As Chief Procurement Officers (CPOs) know all too well, how and what you communicate during the sourcing process sets the stage for the resulting supplier relationship. And while that relationship may never become a true marriage of equals, there are several things that sourcing and supply management professionals can do to get things started on the right foot. This article series highlights seven important strategies and tactics that procurement organizations can use to drive savings while also maintaining and improving key supplier relationships.

Part Three: Tighter Specifications

One of the many benefits from the ‘early engagement’ in sourcing projects discussed previously is that it gives sourcing teams more time and a better opportunity to shape and rationalize end-user specifications. A better understanding of the business need and use of a specific good or service allows for sourcing professionals or teams to exert greater influence on the bid package, which can result in improved pricing, better quality or service levels, and frequently all of the above.

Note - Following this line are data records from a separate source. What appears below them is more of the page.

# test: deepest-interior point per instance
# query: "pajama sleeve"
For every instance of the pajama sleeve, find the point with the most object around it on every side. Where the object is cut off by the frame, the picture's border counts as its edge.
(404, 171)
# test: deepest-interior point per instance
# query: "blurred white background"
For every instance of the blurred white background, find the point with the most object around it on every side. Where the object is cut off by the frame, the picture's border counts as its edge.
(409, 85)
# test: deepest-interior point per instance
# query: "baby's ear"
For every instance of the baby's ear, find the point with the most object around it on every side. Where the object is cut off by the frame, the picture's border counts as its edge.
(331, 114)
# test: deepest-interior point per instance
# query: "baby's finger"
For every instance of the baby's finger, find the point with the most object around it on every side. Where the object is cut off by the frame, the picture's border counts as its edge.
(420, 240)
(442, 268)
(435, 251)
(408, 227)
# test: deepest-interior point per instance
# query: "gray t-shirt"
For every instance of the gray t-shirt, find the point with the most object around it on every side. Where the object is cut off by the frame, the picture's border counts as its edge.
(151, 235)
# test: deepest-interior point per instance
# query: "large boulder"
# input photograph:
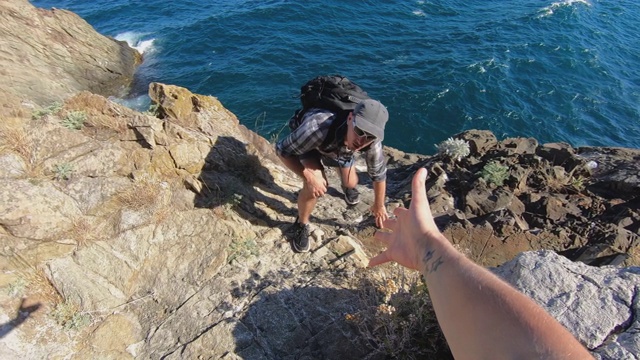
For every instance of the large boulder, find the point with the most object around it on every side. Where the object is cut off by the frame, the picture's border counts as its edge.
(598, 305)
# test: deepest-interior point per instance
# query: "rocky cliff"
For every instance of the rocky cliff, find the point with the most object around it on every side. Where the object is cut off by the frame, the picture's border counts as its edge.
(165, 235)
(48, 55)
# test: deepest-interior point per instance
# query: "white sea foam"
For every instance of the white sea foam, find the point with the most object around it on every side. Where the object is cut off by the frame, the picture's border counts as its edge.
(549, 10)
(137, 41)
(139, 103)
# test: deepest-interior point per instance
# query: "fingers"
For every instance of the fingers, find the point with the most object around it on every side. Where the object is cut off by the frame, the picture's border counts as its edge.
(383, 237)
(380, 219)
(389, 223)
(399, 211)
(379, 259)
(418, 190)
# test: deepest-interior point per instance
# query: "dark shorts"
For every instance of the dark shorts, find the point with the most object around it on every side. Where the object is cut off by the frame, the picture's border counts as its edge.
(341, 162)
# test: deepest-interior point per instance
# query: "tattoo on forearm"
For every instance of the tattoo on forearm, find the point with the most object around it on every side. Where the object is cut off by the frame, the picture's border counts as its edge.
(428, 257)
(436, 264)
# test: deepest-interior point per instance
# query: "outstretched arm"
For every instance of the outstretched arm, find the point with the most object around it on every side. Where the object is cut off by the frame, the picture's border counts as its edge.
(482, 316)
(378, 208)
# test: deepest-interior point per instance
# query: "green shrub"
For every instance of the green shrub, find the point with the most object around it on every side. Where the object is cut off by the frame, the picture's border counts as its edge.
(454, 148)
(67, 315)
(63, 171)
(74, 120)
(495, 173)
(397, 319)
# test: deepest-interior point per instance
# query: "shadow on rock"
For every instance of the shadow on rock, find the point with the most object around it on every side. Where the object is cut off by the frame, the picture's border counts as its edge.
(234, 178)
(300, 323)
(23, 314)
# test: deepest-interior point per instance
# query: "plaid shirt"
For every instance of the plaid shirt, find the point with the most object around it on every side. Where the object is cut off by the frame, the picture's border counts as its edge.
(312, 132)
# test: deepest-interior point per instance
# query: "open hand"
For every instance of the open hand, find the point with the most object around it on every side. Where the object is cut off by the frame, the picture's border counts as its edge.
(409, 234)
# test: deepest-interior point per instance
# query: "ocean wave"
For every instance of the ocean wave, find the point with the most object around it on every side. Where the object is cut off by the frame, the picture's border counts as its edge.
(136, 40)
(549, 10)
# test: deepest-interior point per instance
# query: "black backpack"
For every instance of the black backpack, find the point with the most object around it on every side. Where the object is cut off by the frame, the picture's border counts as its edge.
(335, 93)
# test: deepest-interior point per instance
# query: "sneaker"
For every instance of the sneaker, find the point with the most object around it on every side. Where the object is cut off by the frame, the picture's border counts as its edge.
(351, 196)
(301, 237)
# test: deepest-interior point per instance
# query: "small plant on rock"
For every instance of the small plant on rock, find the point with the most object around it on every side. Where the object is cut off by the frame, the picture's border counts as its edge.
(153, 110)
(454, 148)
(16, 288)
(67, 315)
(63, 171)
(74, 120)
(495, 173)
(397, 318)
(51, 109)
(242, 249)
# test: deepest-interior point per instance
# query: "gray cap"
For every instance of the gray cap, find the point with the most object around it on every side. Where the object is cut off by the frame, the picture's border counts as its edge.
(371, 116)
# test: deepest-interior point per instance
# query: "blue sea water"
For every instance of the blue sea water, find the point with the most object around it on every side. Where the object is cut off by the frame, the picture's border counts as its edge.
(556, 70)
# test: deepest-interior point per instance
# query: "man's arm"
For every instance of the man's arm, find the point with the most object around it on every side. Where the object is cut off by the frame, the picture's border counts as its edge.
(317, 186)
(378, 208)
(482, 316)
(377, 169)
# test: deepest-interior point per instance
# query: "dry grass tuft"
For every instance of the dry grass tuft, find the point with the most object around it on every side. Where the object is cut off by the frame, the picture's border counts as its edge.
(83, 231)
(397, 318)
(143, 194)
(36, 280)
(117, 124)
(15, 139)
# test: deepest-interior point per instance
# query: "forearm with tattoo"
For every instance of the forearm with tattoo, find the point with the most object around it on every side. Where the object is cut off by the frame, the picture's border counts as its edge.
(431, 263)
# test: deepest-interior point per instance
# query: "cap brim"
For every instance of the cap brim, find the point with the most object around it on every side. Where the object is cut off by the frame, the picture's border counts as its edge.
(369, 128)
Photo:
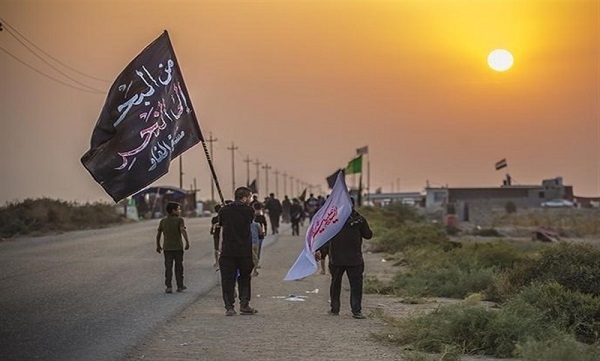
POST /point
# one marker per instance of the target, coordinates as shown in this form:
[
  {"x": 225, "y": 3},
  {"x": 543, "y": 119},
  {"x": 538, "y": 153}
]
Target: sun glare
[{"x": 500, "y": 60}]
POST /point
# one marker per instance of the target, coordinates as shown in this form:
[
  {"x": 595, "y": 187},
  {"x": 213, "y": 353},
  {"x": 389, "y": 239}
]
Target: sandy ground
[{"x": 292, "y": 322}]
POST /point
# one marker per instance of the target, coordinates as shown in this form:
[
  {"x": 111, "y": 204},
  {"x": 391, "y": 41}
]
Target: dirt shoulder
[
  {"x": 282, "y": 330},
  {"x": 296, "y": 328}
]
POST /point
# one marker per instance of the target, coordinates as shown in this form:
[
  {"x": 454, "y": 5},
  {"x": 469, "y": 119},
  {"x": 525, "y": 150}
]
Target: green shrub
[
  {"x": 396, "y": 239},
  {"x": 574, "y": 266},
  {"x": 373, "y": 285},
  {"x": 565, "y": 348},
  {"x": 571, "y": 311},
  {"x": 458, "y": 272},
  {"x": 38, "y": 216},
  {"x": 474, "y": 329}
]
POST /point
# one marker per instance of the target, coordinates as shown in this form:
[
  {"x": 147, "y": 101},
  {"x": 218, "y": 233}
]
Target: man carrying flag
[
  {"x": 325, "y": 224},
  {"x": 345, "y": 255}
]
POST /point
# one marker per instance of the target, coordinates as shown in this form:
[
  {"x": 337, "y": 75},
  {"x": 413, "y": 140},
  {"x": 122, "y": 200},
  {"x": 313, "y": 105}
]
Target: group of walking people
[{"x": 238, "y": 230}]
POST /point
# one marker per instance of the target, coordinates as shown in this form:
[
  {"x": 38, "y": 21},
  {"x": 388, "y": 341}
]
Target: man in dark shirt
[
  {"x": 235, "y": 259},
  {"x": 345, "y": 255}
]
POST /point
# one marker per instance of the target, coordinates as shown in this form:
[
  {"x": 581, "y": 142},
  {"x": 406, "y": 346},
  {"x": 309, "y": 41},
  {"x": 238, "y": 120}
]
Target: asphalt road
[{"x": 91, "y": 295}]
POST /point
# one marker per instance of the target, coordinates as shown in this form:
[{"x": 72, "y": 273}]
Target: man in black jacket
[
  {"x": 235, "y": 260},
  {"x": 345, "y": 255}
]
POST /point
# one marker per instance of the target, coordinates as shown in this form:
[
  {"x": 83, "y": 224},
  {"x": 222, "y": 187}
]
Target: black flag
[
  {"x": 331, "y": 179},
  {"x": 252, "y": 187},
  {"x": 147, "y": 120},
  {"x": 501, "y": 164}
]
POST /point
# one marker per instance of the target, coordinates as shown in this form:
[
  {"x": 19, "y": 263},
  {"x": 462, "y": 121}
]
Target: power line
[
  {"x": 49, "y": 76},
  {"x": 49, "y": 64},
  {"x": 50, "y": 56}
]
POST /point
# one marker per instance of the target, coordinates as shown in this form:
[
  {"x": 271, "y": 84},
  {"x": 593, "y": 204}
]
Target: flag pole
[{"x": 212, "y": 170}]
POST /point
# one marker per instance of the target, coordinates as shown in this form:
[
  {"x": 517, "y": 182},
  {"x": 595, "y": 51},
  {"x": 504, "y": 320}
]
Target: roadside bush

With enough time, sourcing teams are better able to engage internal stakeholders to clearly define the business need and desired outcome from the sourcing project and help the team discern between “must have” and “nice-to-have” requirements. Additionally, more time allows a sourcing team to better research the category and underlying supply market. For example, a sourcing team may choose to begin the process by sending an RFI (request for information) to the suppliers in the hope of discovering a new trend, delivery approach, or innovation that could significantly change the final bid specifications. Whether guiding internal stakeholders or collaborating with suppliers, getting better specifications does not have to mean dialing back requirements to focus on cheaper or inferior items/services. In fact, by spending more time with internal and external constituents, a sourcing team could discover new information that leads to a more expensive, but also, more valuable supplier contract.

Conclusion

Engaging with and managing suppliers is a key component of any Chief Procurement Officer’s priorities and focus. Doing so as early as possible allows sourcing and procurement teams to be able to best understand what the business need is (and isn’t) and how procurement can go about filling that need as cleanly, efficiently, and as tightly to specification as possible. Doing so can reduce the likelihood that the wrong materials, components, or services are procured, which can drive up the cost and drag out the timeline of the project. In this regard, procurement and its CPO can protect the bottom line and enable the product team to come out on top, on budget, on schedule and on top.